Calestous Juma suggests several ways in which innovation could be made a more inclusive process: greater involvement of public sector institutions in providing training in the emerging fields; creation of joint ventures; equitable management of intellectual property rights; segmentation of markets to enable the technology to be used for non-competitive products, and improvement of the policy environment to support long-term technology partnerships.


Smoke and mirrors may help political magicians to appear to be ‘inclusive’, but they cannot alter the fact that some people are adversely affected by innovations that provide widespread benefits to the broader community. In her book, Bourgeois Equality, discussed on this blog a couple of months ago, Deirdre McCloskey uses the term, ‘bourgeois deal’ to refer to societal acceptance of innovations that compete with and displace old ways of doing things in exchange for widespread improvements in living standards. I doubt whether ‘inclusive’ innovation policies - even if designed by intelligent and well-meaning people - can do much to help sustain public support for the bourgeois deal. Ongoing support for the bourgeois deal depends on expectations that innovation will continue to generate widespread improvements in living standards.

Postscript:
Calestous Juma has responded as follows:

"I appreciate your thoughtful review of my book.

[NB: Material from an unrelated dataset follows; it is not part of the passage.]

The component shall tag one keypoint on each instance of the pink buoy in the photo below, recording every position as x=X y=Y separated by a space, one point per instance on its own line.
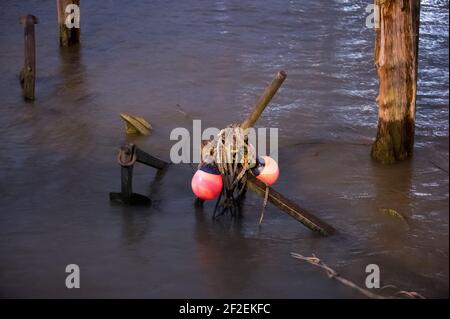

You raise important points that need addressing. First, you wondered why I did not address the question of whether public attitudes on new technologies have changed over the centuries. I address this issue by showing that the public responses to new technologies appear to be conserved over the 600 years that the case studies cover. At face value this may appear not to be the case because of the remarkable proliferation of technology into every aspect of human life. I think that the change has been in the availability of technologies due to the exponential growth in science, technology and engineering. Public perception of technological risks has not changed, mostly because as humans we have not changed in any discernible way over the last 600 years. We have not found a way to reprogram the amygdala, to simplify a little.

Now to your more complex question: is inclusive innovation compatible with creative destruction? My answer is yes. In many cases disruptions, to use the term in a more prosaic way, is largely a result of the business model used. There are two examples that illustrate this. The introduction of mobile phones in Africa was by any measure disruptive. But it was also inclusive because from the outset the focus was to ensure that the poor had access to the service. Inclusive innovation was achieved through low-cost handsets and pre-payments for airtime. The early concern that mobile phones would be toys for the rich never came to be. The second example involves the strategies adopted under the Montreal Protocol to develop alternatives to the ozone-depleting substances. In this case those firms such as DuPont that were likely to be disrupted by alternative chemicals were included in new research efforts. The Protocol went further and introduced an amendment that promoting the sharing of the new technologies with developing countries.


Both examples involved private-public partnerships that were committed to promoting inclusive in innovation. In both cases incumbent technologies were displaced. Both case provide lessons of inclusive innovation. We can trace other examples of inclusive innovation in history. We have café au laite, as the name advertises, because of compromise to create a recombinant product. Proposals for co-existence are not new. It was tried, without success, to leave a niche for horses in American agriculture in light of the relentless march of tractors. The proposal came too late and the superiority of tractors over horsepower illustrates that there are many areas of technological transformation where inclusive innovation is not a viable option. In other cases there has been a long period of co-existence between butter and margarine. This wasn't a result of an inclusive innovation strategy but it offers some lessons worth considering."